L’histoire d’amour cinématographique de Wim Wenders pour le Japon ne date pas d’hier. Elle avait débuté en 1985 avec le tournage de Tokyo-Ga, un documentaire que le cinéaste allemand avait tourné en hommage à son immense confrère, le japonais Yasujiro Ozu. Perfect days qui sort aujourd’hui sur les écrans, est comme l’aboutissement magnifique de cette histoire. Bien que contemplatif et dépouillé à l’extrême, il est pourtant, paradoxalement, l’un des films les plus magnétiques de Wenders. La magie « zen » opère à fond. Le charme souriant et charismatique du principal interprète de ce récit aux allures de (calme) road-movie urbain, Koji Yakusho (Prix d’Interprétation masculine au dernier festival de Cannes), en démultiplie encore les effets.
Une phrase
« La vision de Wim Wenders n’est pas occidentale. Il a dû être japonais dans une vie antérieure. Il a capturé avec justesse et authenticité notre esprit, et surtout, il l’a compris. Il n’arrêtait pas de me poser plein de questions pour vérifier qu’il ne commettait pas d’erreur » ( Koji Yakusho, comédien- Le Journal du Dimanche)
L'auteur
Né à Düsseldorf en 1945, Wim Wenders est considéré comme un des pionniers majeurs du nouveau cinéma allemand dans les années 70. Il est aussi l’une des figures les plus importantes du cinéma contemporain.
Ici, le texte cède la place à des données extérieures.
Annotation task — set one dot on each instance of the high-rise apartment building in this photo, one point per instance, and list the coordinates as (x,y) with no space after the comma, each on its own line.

Outre ses nombreux longs métrages primés ( L’État des choses, Lion d’or à Venise en 1982; Paris Texas, Palme d’or en 1984 du 37° Festival de Cannes, Les Ailes du désir, Prix de la mise en scène au 40° Festival de Cannes; Si loin, si proche, Grand Prix du Jury au 46° Festival de Cannes,…), son travail en tant que scénariste, réalisateur, producteur, photographe et auteur comprend une multitude de films documentaires novateurs dont Buena Vista Social Club, en 2000 ; Pina, en 2011; Le Sel de la Terre, en 2015 ; Le Pape François- Un homme de parole en 2018 et Anselm, un portrait d’Anselm Kiefer, sorti le 18 octobre dernier.
Perfect days est le 22° film de ce réalisateur éclectique et d’une curiosité insatiable. Longtemps professeur à l’Université des Beaux-arts de Hambourg, le cinéaste, âgé aujourd’hui de 78 ans, anime avec son épouse la Wim Wenders Stiftung, une fondation créée en 2012, qui gère et entretient son œuvre, et aussi, il soutient des jeunes talents dans le domaine de la narration.